Focusing on published in vitro studies, the effect of CBD on cancer cell viability ranges from no effect to a modest reduction, and to significant cytotoxicity depending on concentrations, cancer cell lines, cell growth conditions, the performed assays, and the time of CBD exposure. (Fowler CJ. Delta(9) -tetrahydrocannabinol and cannabidiol as potential curative agents for cancer: A critical examination of the preclinical literature. Clin Pharmacol Ther. 2015 Jun;97(6):587-96. doi: 10.1002/cpt.84. Epub 2015 May 2. PMID: 25669486. ------- Pagano S, Coniglio M, Valenti C, Federici MI, Lombardo G, Cianetti S, Marinucci L. Biological effects of Cannabidiol on normal human healthy cell populations: Systematic review of the literature. Biomed Pharmacother. 2020 Dec;132:110728. doi: 10.1016/j.biopha.2020.110728. Epub 2020 Oct 7. PMID: 33038581. -------Valenti C, Billi M, Pancrazi GL, Calabria E, Armogida NG, Tortora G, Pagano S, Barnaba P, Marinucci L. Biological effects of cannabidiol on human cancer cells: Systematic review of the literature. Pharmacol Res. 2022 Jul;181:106267. doi: 10.1016/j.phrs.2022.106267. Epub 2022 May 25. PMID: 35643249. -------and other more recent review). At the basis of this variability, at least in part, there is the poor solubility of CBD in aqueous solutions, such as the culture medium, that causes the formation of aggregates and precipitates in solutions at high concentrations, which is influenced by the serum concentration.  Furthermore, growth factors present in the serum supplemented to the culture medium can modulate CBD effects on cells in vitro by directly interfering with the interaction between CDB and specific growth factor receptors (Sainz-Cort A, Müller-Sánchez C, Espel E. Anti-proliferative and cytotoxic effect of cannabidiol on human cancer cell lines in presence of serum. BMC Res Notes. 2020 Aug 20;13(1):389. doi: 10.1186/s13104-020-05229-5. PMID: 32819436; PMCID: PMC7441616.------D'Aloia A, Ceriani M, Tisi R, Stucchi S, Sacco E, Costa B. Cannabidiol Antiproliferative Effect in Triple-Negative Breast Cancer MDA-MB-231 Cells Is Modulated by Its Physical State and by IGF-1. Int J Mol Sci. 2022 Jun 27;23(13):7145. doi: 10.3390/ijms23137145. PMID: 35806150; PMCID: PMC9266539.)

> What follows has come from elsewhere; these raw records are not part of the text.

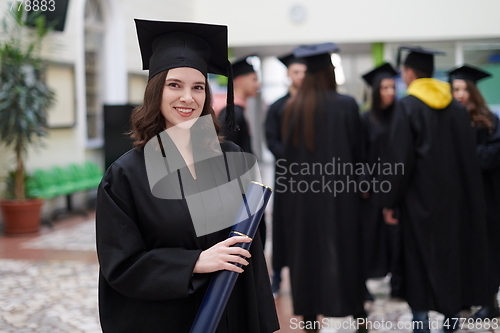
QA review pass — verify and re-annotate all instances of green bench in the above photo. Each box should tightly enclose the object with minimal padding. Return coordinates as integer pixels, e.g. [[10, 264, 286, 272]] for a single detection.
[[26, 161, 103, 219]]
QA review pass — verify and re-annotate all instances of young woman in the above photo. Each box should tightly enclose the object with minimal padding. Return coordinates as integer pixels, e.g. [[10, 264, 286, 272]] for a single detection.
[[96, 20, 279, 333], [277, 43, 366, 332], [449, 65, 500, 318], [361, 63, 400, 296]]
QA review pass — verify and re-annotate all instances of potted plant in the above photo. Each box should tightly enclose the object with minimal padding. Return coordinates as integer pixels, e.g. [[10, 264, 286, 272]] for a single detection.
[[0, 7, 55, 234]]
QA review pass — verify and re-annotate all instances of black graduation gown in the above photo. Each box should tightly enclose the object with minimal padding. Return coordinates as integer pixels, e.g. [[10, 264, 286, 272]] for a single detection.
[[96, 142, 279, 333], [477, 116, 500, 294], [278, 91, 365, 317], [361, 106, 399, 278], [218, 104, 267, 246], [265, 94, 290, 269], [383, 96, 488, 316]]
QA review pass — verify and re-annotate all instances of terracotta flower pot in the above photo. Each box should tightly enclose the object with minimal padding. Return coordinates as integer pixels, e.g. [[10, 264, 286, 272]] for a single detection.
[[0, 199, 43, 235]]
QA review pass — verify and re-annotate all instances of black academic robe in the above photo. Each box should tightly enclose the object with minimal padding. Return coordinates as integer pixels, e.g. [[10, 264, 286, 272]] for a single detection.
[[361, 106, 399, 278], [277, 91, 365, 317], [265, 94, 290, 269], [96, 142, 279, 333], [476, 116, 500, 294], [383, 96, 488, 316], [218, 104, 267, 246]]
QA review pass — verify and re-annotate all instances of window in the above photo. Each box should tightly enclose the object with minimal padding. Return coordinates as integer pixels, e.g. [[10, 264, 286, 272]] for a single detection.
[[85, 0, 104, 147]]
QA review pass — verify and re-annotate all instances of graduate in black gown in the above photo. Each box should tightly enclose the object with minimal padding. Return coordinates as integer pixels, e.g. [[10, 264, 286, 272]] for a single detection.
[[383, 47, 488, 332], [448, 65, 500, 319], [265, 54, 307, 296], [361, 63, 400, 297], [276, 43, 366, 331], [219, 55, 267, 246], [96, 20, 279, 333]]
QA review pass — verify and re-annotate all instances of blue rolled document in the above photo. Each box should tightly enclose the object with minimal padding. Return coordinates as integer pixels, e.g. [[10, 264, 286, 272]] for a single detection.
[[190, 182, 272, 333]]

For this reason, it is important that the authors discuss in their manuscript these issues impacting the anti-proliferative/ cytotoxic properties of CBD in vitro referring to the literature data.

In the discussion section, the authors should also critically discuss the translatability of their study in vivo on cancer patients. In this regard, based on literature data, the authors should discuss whether the concentrations of CBD used in their study are achievable in vivo and with what type of administration. These data are important in the perspective of the use of CBD in cancer patients, to deduce its potential SAFETY and anti-cancer effectiveness.

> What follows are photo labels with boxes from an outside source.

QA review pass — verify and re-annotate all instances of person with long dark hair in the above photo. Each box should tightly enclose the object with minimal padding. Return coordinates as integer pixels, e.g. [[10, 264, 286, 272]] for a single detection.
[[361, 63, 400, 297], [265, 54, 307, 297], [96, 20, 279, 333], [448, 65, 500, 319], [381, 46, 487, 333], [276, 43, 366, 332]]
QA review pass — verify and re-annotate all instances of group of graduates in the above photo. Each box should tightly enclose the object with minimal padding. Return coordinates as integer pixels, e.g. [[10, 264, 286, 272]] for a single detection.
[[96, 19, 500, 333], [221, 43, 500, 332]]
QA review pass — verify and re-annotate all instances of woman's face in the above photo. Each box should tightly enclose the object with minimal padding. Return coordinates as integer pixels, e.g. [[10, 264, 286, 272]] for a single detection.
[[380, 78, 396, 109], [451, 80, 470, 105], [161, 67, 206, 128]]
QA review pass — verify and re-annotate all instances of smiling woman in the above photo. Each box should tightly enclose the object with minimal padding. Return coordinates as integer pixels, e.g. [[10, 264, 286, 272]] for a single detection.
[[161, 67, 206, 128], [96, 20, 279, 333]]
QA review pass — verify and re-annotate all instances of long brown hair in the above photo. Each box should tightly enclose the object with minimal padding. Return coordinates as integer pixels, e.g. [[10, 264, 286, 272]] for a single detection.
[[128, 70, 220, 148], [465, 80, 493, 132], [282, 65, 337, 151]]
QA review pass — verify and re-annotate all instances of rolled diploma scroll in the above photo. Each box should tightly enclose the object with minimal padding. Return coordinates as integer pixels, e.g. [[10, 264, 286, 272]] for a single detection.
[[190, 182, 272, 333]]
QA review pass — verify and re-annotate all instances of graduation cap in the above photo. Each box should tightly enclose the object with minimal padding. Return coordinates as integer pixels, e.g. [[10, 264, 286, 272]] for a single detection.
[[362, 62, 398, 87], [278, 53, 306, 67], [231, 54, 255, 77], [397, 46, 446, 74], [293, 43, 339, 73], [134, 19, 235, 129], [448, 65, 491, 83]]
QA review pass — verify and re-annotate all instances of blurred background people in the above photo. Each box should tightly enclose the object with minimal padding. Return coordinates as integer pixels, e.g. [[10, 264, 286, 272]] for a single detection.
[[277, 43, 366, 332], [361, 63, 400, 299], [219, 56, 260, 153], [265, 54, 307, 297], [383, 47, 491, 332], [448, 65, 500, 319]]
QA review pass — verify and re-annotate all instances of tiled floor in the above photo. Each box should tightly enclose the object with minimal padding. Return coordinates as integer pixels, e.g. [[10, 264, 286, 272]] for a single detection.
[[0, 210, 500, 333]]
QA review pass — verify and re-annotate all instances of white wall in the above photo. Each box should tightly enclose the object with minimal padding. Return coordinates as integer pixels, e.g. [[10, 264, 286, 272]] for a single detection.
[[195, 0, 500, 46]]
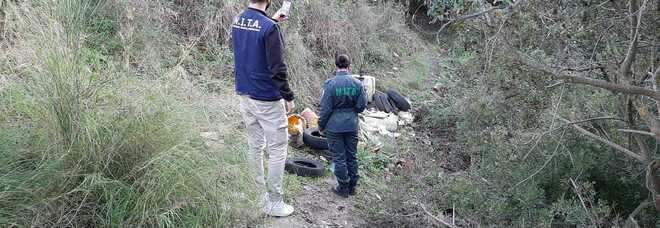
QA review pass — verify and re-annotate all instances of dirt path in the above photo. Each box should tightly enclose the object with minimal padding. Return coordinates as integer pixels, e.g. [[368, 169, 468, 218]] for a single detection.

Answer) As you suggested, we described the explanation in citing previous papers on anticancer effects the CBD, translatability on cancer patients, and issues on CBD concentration. We could describe our further enriched discussion for your valuable comments. Thanks again.

Author Response File: Author Response.pdf

Round 2

Reviewer 2 Report

Comments and Suggestions for Authors

The authors have addressed all of my comments, including those concerning the missing quantitative analysis.

The manuscript is now suitable for publication.